A total of 682 water tanks with stands will be distributed to municipalities in KwaZulu-Natal such as the Ugu District Municipality (DM), Umkhanyakude (DM), Illembe DM and Harry Gwala DM.
“Ilembe DM in KwaZulu-Natal has completed their tank stand installation. Umgeni Water has completed the 30 tanks in Harry Gwala DM in KwaZulu-Natal, along with 81 tanks that have been installed in Umkhanyakude DM. The budget limitation of R2 million allowed for 81 tanks not the 500 they had requested,” said Minister Mokonyane.
“Additional sites are being identified in order to utilise the savings on the budget. Umgeni Water has completed 20 of the 144 Ugu DM tanks. Uthukela DM is beginning the procurement process for the installation of their tanks.”
She added that approval was granted to appoint a key service provider to buy siting, drilling and hydrogeological services to implement borehole interventions where the DM did not already have contracts in place.
Work started at the Umkhanyakude and Ilembe DM in September 2015.
“Interim tankering and second phase intervention in five district municipalities, namely Umkhanyakude, Umzinyathi, Ugu, Amajuba, and Uthungulu, have been approved for the total amount of R96 620 552.00.”
The department’s Deputy Director-General for Planning and Transformation, Deborah Mochotlhi, said that the re-use and desalination, eradication of illegal water use, drilling of boreholes in suitable areas and rainwater harvesting were short term interventions.
She added that there are transfers of schemes from the Lesotho Highlands Water Project Phase 2, emergency transfer Tugela to Goedetrouw, Othongathi River transfer to Hazelmere and infrastructure upgrade developments in Hazelmere, Clanwilliam and Tzaneen.
Mochotlhi said was appealing to every individual to use water sparingly and adhere to water restrictions as well as efficient water use practices including not filling swimming pools, or watering their gardens during the day.
Provincial dam levels
Minister Mokonyane said in selected drought areas, such as KwaZulu Natal, the average dam storage of the large schemes is 69 per cent with three of 18 schemes below 50 per cent of full supply capacity.
“An estimated 6 500 stand-alone rural communities are currently experiencing water shortages. These are mostly situated in KwaZulu-Natal, Mpumalanga, Limpopo, and North West provinces. This number could increase to over 11 000 rural communities as the dry period extends and local water resources get depleted.”

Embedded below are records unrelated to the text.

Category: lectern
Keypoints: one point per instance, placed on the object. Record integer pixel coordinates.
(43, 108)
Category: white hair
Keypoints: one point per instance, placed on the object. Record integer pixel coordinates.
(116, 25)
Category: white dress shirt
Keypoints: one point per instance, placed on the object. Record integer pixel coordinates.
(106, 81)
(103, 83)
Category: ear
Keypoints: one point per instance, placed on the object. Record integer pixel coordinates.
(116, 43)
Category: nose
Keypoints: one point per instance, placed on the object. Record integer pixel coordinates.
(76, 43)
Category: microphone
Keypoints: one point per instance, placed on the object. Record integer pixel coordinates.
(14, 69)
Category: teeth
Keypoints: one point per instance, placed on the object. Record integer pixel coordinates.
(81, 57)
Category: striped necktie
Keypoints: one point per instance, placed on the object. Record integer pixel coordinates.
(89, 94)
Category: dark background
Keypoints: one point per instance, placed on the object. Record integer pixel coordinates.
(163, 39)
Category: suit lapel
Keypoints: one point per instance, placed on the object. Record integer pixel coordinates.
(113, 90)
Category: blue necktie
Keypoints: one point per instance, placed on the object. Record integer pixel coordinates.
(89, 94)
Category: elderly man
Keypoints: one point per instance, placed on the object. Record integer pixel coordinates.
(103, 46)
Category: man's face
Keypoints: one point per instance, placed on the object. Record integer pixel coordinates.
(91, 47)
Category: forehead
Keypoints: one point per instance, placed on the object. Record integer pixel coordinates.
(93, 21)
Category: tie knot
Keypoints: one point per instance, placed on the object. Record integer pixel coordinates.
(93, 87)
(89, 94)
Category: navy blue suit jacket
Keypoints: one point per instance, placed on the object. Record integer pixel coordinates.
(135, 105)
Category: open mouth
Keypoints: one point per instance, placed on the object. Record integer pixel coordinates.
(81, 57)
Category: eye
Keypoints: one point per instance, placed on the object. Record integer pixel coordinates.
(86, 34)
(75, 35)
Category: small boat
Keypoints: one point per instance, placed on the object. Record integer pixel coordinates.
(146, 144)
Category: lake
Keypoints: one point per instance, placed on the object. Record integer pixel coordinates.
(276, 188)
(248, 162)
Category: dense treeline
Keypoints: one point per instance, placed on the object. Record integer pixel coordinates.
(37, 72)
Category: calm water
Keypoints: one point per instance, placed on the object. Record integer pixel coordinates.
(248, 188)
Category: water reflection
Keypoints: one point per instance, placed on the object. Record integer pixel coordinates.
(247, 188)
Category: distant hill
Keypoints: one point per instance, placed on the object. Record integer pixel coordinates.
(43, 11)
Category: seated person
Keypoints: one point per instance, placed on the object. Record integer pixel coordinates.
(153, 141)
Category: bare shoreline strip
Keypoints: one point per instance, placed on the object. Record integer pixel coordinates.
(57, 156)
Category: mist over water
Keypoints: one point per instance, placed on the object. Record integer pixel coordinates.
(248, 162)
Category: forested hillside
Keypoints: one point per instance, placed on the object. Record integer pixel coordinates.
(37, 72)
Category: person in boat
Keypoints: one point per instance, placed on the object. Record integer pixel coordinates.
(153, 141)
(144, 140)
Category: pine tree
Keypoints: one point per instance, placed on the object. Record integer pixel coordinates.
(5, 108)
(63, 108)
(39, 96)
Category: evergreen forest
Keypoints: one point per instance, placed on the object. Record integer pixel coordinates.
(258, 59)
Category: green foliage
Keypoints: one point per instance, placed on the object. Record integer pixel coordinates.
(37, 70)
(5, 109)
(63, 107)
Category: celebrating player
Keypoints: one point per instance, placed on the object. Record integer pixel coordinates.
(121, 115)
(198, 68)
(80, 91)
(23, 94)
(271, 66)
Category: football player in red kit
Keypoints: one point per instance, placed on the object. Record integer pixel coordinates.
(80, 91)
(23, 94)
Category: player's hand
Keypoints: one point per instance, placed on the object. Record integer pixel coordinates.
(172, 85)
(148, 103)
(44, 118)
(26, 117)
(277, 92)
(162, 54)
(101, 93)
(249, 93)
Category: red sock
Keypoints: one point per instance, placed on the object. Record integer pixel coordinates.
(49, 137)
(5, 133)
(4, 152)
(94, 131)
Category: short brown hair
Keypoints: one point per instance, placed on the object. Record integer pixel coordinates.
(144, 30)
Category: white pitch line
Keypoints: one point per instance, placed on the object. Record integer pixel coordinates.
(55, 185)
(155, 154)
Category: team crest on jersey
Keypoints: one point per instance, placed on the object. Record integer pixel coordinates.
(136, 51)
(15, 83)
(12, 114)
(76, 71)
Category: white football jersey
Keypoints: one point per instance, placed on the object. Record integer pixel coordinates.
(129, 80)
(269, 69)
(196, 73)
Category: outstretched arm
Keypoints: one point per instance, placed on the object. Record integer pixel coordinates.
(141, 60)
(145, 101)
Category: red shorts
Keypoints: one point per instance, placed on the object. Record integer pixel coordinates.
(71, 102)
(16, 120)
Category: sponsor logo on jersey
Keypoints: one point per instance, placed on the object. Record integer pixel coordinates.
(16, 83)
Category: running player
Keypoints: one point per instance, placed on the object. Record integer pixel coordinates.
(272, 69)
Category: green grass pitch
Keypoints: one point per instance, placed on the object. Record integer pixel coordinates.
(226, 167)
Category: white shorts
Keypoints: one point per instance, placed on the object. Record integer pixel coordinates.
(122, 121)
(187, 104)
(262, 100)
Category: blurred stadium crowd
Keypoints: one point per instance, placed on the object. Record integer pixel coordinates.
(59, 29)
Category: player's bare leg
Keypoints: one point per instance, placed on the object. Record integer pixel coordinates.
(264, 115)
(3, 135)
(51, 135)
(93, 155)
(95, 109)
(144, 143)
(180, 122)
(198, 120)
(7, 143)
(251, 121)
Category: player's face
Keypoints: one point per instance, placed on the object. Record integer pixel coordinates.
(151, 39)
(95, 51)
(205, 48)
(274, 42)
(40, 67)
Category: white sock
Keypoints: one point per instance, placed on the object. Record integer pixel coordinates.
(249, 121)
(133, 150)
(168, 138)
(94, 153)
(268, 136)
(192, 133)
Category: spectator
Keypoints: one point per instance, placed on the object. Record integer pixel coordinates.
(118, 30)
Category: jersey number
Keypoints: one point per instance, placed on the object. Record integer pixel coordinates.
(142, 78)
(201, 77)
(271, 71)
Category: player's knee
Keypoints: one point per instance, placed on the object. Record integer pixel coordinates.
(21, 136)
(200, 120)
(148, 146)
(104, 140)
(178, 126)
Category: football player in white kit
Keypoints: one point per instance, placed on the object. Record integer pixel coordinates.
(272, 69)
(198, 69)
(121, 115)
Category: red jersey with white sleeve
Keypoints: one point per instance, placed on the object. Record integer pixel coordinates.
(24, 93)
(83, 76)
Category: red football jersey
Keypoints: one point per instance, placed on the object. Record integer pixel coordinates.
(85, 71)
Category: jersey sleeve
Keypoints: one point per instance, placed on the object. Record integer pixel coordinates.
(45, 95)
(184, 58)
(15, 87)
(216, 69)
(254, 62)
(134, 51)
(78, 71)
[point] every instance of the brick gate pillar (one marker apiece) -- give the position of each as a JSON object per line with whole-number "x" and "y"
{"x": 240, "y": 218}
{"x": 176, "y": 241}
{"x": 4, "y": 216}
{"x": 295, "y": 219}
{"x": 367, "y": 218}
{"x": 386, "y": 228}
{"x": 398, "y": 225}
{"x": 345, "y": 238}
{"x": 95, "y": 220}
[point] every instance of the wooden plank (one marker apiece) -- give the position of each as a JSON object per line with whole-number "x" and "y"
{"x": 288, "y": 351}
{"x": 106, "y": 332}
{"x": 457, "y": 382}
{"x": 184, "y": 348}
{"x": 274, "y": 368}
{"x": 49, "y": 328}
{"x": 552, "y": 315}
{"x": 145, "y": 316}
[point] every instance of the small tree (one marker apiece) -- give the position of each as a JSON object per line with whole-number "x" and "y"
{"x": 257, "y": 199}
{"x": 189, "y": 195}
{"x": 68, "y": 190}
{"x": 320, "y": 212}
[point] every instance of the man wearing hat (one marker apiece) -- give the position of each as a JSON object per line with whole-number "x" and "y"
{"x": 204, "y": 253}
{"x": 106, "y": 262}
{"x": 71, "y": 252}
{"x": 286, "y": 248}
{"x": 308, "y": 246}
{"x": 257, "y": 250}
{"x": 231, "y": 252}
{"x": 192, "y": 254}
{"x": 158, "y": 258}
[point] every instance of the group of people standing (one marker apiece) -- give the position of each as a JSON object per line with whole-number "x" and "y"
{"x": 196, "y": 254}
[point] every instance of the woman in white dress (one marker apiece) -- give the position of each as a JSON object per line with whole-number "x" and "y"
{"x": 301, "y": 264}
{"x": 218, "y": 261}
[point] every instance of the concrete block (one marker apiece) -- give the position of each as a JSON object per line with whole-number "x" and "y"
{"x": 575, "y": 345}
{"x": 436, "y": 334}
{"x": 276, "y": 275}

She said in drought stricken areas such as the northern parts of KwaZulu-Natal, southern parts of Mpumalanga, and selected areas in Limpopo, North West and Northern Cape, about 50 per cent of local water storage was facing challenges and needed to be managed properly.
The drought currently affects 173 of the 1 628 water supply schemes nationally, serving approximately 2.7 million households or 18 per cent of the national population.
In Gauteng the municipalities are experiencing strains on the supply systems due to high demand and current high temperatures.